“Lock her up”, “not my president”, “Hitlary”, “make Russia great again” “today’s illegals, tomorrow’s democrats”, and “Benedict Donald”. These are just a few attacks that circulated throughout the country during and after the 2016 presidential election. A 2014 Pew Research Center study has shown that the overlap of political values between Republicans and Democrats has diminished greatly since 1994. Donald Trump is a president unlike others in many ways. One key difference is that he has stuck with divisive policies supported by his core base that propelled him to victory. Most presidents in recent decades have enjoyed a stable approval rating above 50% through their first year in office. This has not been the case for Trump. Although trump was elected into office and has catered to a strong, yet non-majority group, many of his efforts have been curbed by the countries other representatives: members of congress. If James Madison could speak to us today regarding his writing of Federalist No. 10, I’d imagine his message would be roughly equivalent to this: “I told you so!”
One of the best writings related to the political climate we are in today is James Madison’s Federalist No. 10, an essay which offers remedies to handle “factions”, or groups of citizens that have interests that are not in line with the rights of the whole community. Madison states that these factions/parties can obtain so much mutual animosity that they would rather frustrate and oppress the other than work for the common good. Madison argues that you cannot get rid of these factions, as their roots come from within human nature, but you can curtail them through a republic, or as others would say, a representative democracy. The people will elect their representatives who will posses wisdom to best perceive the true interests of the country. Has this worked as intended?

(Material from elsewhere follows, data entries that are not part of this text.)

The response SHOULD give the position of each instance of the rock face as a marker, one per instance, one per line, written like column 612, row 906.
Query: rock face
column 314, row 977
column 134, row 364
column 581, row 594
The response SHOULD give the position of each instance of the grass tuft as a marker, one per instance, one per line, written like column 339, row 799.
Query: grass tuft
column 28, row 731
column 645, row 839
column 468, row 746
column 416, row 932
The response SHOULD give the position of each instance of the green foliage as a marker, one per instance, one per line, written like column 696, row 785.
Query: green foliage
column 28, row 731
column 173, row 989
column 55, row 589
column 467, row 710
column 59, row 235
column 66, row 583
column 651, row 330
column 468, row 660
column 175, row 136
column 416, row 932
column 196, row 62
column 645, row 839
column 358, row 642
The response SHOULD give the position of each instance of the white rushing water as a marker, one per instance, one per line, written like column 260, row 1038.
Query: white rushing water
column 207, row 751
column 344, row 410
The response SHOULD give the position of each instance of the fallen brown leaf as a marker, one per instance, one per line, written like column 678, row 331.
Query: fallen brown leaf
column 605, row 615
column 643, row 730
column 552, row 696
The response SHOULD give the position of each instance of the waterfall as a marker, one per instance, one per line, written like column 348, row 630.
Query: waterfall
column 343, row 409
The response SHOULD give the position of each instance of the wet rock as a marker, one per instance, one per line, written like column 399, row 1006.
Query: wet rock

One of the key reasons Donald Trump had an energized base of supporters that voted was his promise to repeal and replace the Affordable Care Act, also known as Obamacare. The senate was unable to create a repeal and replacement bill that would pass, so they opted to try to simply repeal large components of Obamacare for now. While they had the votes (a 52 seat majority), 3 Republicans went against the grain (Murkowski, Collins, and McCain). Why? Susan Collins stated that “this approach will not provide the market stability and premium relief that is needed”, Lisa Murkowski stated “their [her constituents] personal situation may be made worse under the legislation considered this week”, and John McCain stated “I encourage my colleagues on both sides of the aisle to trust each other, stop the political gamesmanship, and put the healthcare needs of the American people first”. In essence, they argued that the “skinny repeal” remedy would make things worse for the country. Whether one agrees with repealing key parts of Obamacare or not, the reasoning given by these senators, that is, that the current repeal would not benefit the country, is exactly what Madison claimed a republic would create.

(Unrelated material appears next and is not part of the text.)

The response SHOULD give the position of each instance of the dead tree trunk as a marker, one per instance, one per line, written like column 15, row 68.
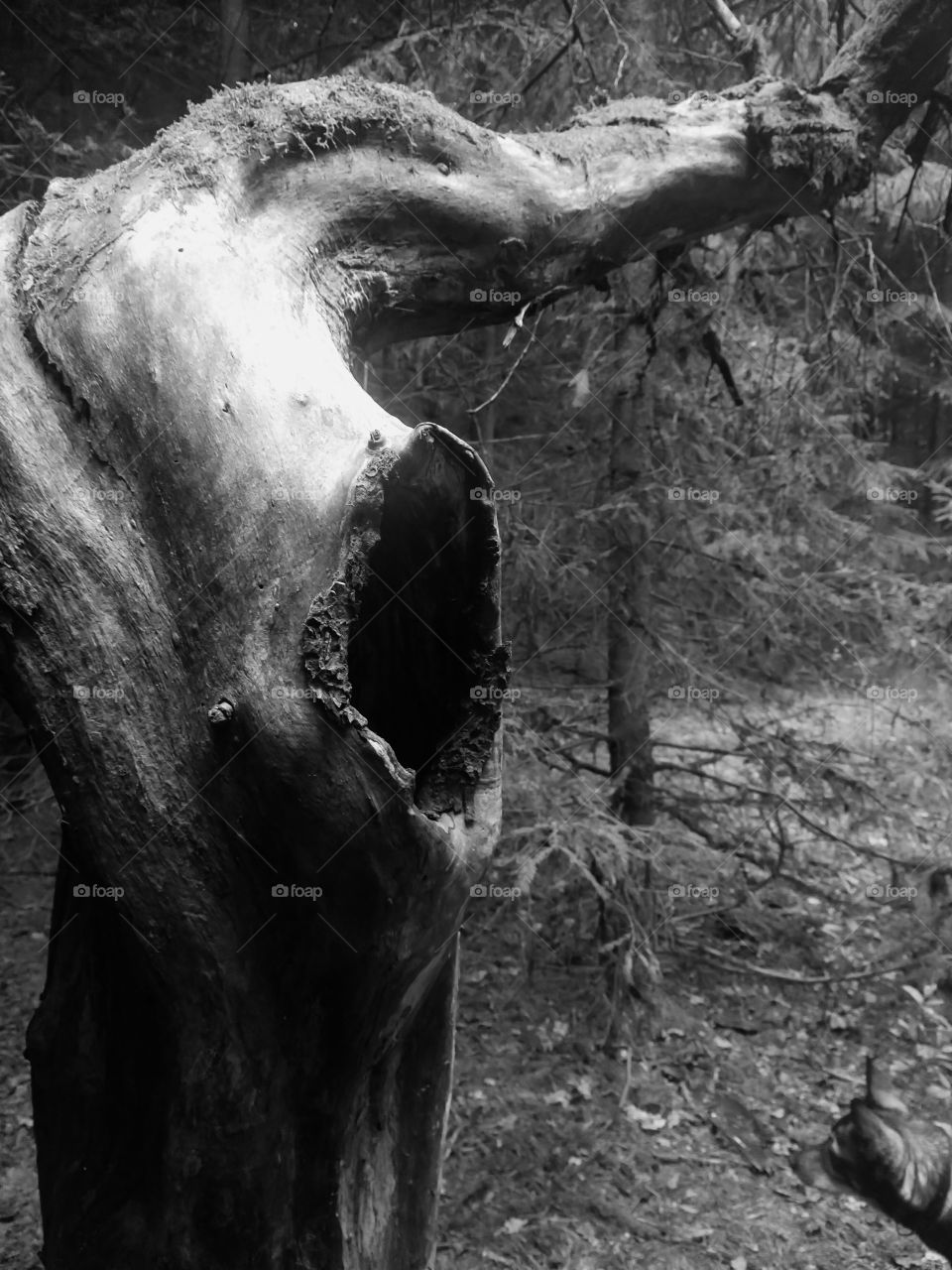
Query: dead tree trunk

While our representative democracy aided Donald Trump in winning the election without receiving a majority of the vote, it now dilutes his ability to pass key policy actions through congress, which represents large swathes of Americans. The political climate of the United States has transformed into harsh rhetoric and animosity, but the representative government structure has made government more stable and less perceptible to rhetorical mud slinging. The next time we see a protest or rally for or against certain politicians or values, let’s remind ourselves that what might result in the legislative process is often reasonable and takes what is best for the country into account.